Era assim que Cândido, Martinho e o padre conversavam na escadaria do teatro, vendo desfilar o
público.
- Embora esteja ansioso por tornar a ver a senhorita Cunegundes - disse Cândido, - gostaria de cear
com a senhorita Clairon, pois ela me pareceu admirável.
O padre não era homem que se aproximasse de Mademoiselle Clairon, que tinha somente boas
relações.
- Ela está comprometida para esta noite - disse ele, - mas terei a honra de levá-lo ao salão de uma
dama de qualidade, onde o senhor ficará conhecendo Paris como se aqui passasse quatro anos.
Cândido, que era naturalmente curioso, deixou-se conduzir à casa da dama, no Faubourg
Saint-Honoré.

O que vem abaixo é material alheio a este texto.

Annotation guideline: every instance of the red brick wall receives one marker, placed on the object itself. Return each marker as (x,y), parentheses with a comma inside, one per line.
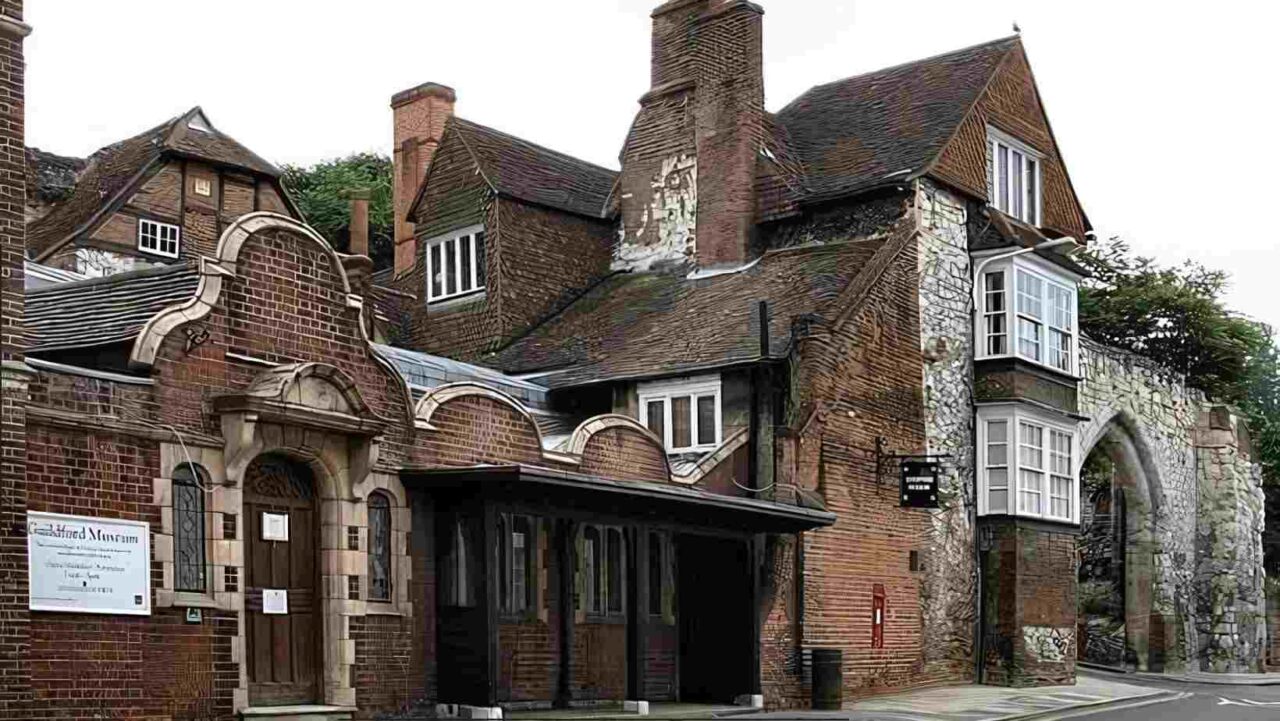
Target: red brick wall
(388,671)
(14,629)
(626,455)
(1029,583)
(475,429)
(865,377)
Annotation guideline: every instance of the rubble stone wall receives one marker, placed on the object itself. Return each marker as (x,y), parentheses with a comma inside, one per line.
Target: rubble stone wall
(1205,502)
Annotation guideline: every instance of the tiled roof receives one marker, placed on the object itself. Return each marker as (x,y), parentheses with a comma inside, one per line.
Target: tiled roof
(50,177)
(114,169)
(648,324)
(104,310)
(890,124)
(533,173)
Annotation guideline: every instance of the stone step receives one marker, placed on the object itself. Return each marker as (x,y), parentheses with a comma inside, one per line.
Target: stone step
(298,712)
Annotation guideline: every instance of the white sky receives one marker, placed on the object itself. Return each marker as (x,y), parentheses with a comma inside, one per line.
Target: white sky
(1165,112)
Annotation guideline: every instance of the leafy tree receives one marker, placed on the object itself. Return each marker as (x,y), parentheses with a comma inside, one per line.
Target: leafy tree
(320,192)
(1176,316)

Ali se achavam entretidos num voltarete doze míseros parceiros, cada qual segurando um
pequeno leque de cartas, desparelho registo dos seus infortúnios. Reinava profundo silêncio;
estampava-se a palidez na face dos jogadores, e a inquietação na do banqueiro. A dona da casa, sentada
junto ao implacável banqueiro, observava com olhos de lince todas as manobras com que os jogadores
marcavam as cartas. Obrigava-os a desmarcarem, com a sua fiscalização severa mas polida, e sem nunca
zangar-se, por medo de perder os clientes. A dama fazia-se tratar por marquesa de Parolignac. Sua filha,
de quinze anos, também jogava, e denunciava, com um piscar de olhos, as trapaças daquela pobre gente,
que procurava assim compensar as crueldades da sorte.
O padre, Cândido e Martinho entraram no salão; ninguém se ergueu, não os cumprimentou nem os
olhou, tão absortos estavam no jogo.
- A senhora baronesa de Thunder-ten-tronckh era mais polida - observou Cândido.
O padre achegou-se ao ouvido da marquesa, que se ergueu a meio, honrando a Cândido com um
gracioso sorriso e a Martinho com um nobre aceno de cabeça. Mandou dar uma cadeira e um baralho a
Cândido, que perdeu cinqüenta mil francos em duas paradas; depois do que, cearam alegremente, e todos
se admiravam de que Cândido não se houvesse impressionado com as suas perdas; os lacaios
murmuravam entre si, na sua linguagem de lacaios; "Deve ser algum milorde inglês".